Based on the results of the multivariable Cox regression analysis, we constructed nomograms to predict prognosis in pRCC patients. The analysis indicated that surgical approach at diagnosis, marital status, N stage, M stage, maximum tumor diameter, Fuhrman grade, and GRANT score were independent prognostic factors for 1-, 3-, and 5-year OS (Figure 3A). Concurrently, surgical approach, TNM stage, maximum tumor diameter, Fuhrman grade, and GRANT score were confirmed as independent prognostic factors for 1-, 3-, and 5-year CSS (Figure 3B). The nomogram is used as follows: first, for each predictor variable, locate its value on the top scale and draw a vertical line downward to the Points axis to determine the assigned score. Second, sum the scores obtained for all variables to get the Total Points. Finally, locate the total score on the respective bottom scales for 1-, 3-, and 5-year survival probability to obtain the predicted survival probability for the patient.

Figure 3

Figure 3. Prognostic Nomograms. (A) Prognostic nomogram for predicting 1-year, 3-year, and 5-year overall survival (OS). (B) Prognostic nomogram for predicting 1-year, 3-year, and 5-year cancer-specific survival (CSS).

Validation and evaluation of the predictive model

Time-dependent ROC curve analysis was employed to systematically evaluate the predictive performance of the nomogram for survival rates calculated on a monthly basis. The C-index and the AUC were used as quantitative indicators of the model’s discriminative ability. These metrics theoretically range from 0.5 (no discrimination) to 1.0 (perfect discrimination), with higher values indicating superior discriminative power.

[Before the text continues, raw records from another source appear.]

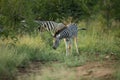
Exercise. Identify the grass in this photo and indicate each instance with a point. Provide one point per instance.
(33, 48)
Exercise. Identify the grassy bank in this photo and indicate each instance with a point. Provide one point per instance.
(94, 41)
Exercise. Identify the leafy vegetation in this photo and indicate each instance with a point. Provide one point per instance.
(21, 45)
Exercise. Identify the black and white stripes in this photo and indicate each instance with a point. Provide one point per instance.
(49, 26)
(68, 33)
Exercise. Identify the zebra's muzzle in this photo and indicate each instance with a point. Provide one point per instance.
(54, 47)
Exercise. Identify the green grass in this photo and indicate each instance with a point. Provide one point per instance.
(90, 42)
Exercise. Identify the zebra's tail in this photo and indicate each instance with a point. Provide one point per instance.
(82, 29)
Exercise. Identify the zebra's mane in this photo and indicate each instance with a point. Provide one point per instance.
(56, 33)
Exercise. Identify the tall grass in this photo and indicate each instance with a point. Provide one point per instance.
(36, 48)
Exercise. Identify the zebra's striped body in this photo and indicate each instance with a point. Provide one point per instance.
(49, 26)
(68, 34)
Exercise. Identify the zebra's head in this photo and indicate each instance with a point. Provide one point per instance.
(56, 41)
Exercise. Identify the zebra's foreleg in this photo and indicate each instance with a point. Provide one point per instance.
(75, 42)
(67, 47)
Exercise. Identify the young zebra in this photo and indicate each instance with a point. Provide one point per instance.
(68, 34)
(50, 26)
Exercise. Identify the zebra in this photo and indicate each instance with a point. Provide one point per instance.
(68, 33)
(49, 26)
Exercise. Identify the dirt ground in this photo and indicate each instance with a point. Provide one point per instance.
(102, 70)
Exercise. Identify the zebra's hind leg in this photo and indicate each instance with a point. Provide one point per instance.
(75, 42)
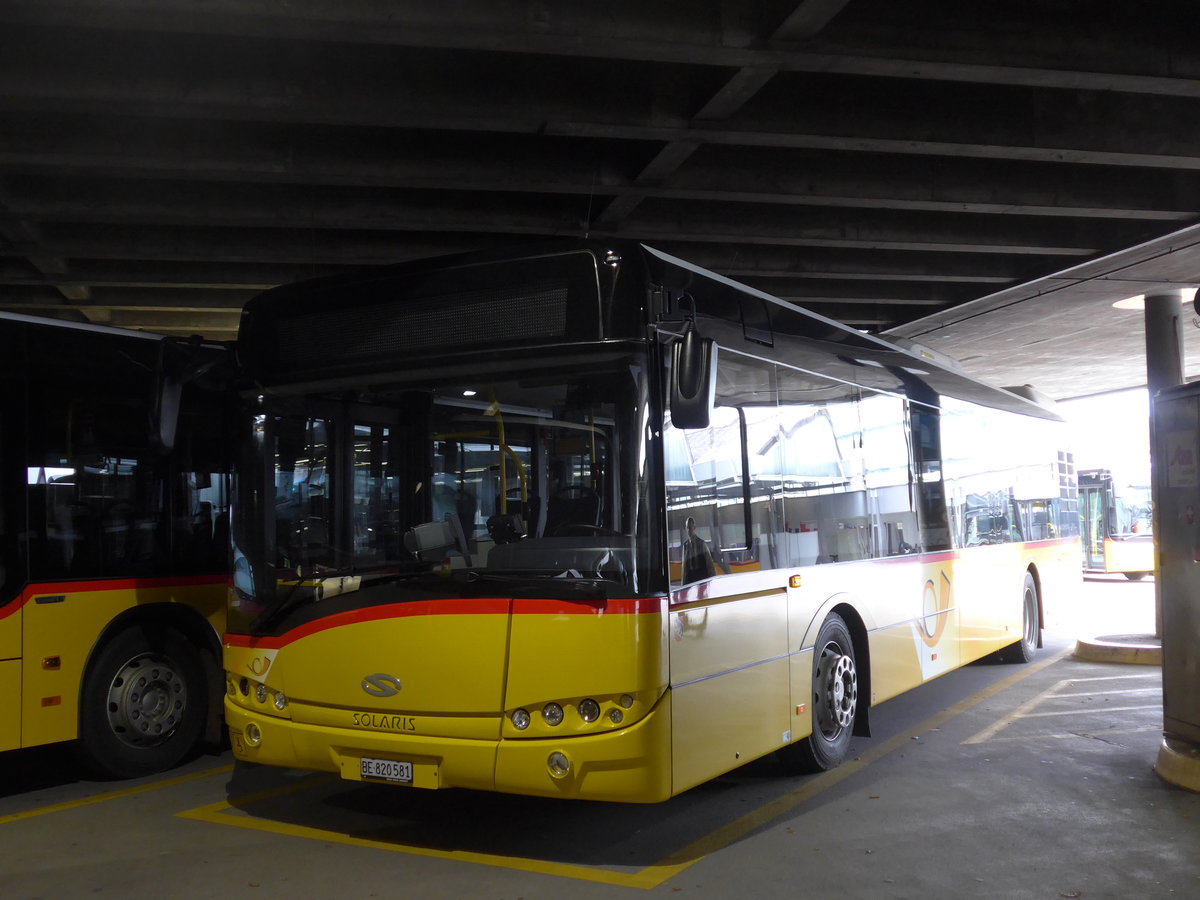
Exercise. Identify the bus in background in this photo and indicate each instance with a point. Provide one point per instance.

The results demonstrated that the nomogram model exhibited good predictive accuracy across the training, internal validation, and external validation sets. For OS prediction, the C-index was 0.711 (95% CI: 0.697-0.724) in the training set, with 1-, 3-, and 5-year AUC values of 0.811 (95% CI: 0.780-0.844), 0.791 (95% CI: 0.769-0.811), and 0.764 (95% CI: 0.744-0.783), respectively (Figure 4A). In the internal validation set, the C-index was 0.720 (95% CI: 0.700-0.741), with corresponding AUCs of 0.835 (95% CI: 0.783-0.879), 0.800 (95% CI: 0.766-0.833), and 0.771 (95% CI: 0.742-0.803) (Figure 4B). The external validation set yielded a C-index of 0.740 (95% CI: 0.665-0.814) for OS, with AUCs of 0.750 (95% CI: 0.608-0.881), 0.770 (95% CI: 0.678-0.858), and 0.771 (95% CI: 0.678-0.858) (Figure 4C).

Figure 4

Figure 4. Receiver operating characteristic (ROC) curves and corresponding area under the curve (AUC) values for the nomogram in predicting 1-, 3-, and 5-year overall survival (OS) and cancer-specific survival (CSS) in different cohorts. (A) ROC curves for OS in the training cohort. (B) ROC curves for OS in the internal validation cohort. (C) ROC curves for OS in the external validation cohort. (D) ROC curves for CSS in the training cohort. (E) ROC curves for CSS in the internal validation cohort. (F) ROC curves for CSS in the external validation cohort.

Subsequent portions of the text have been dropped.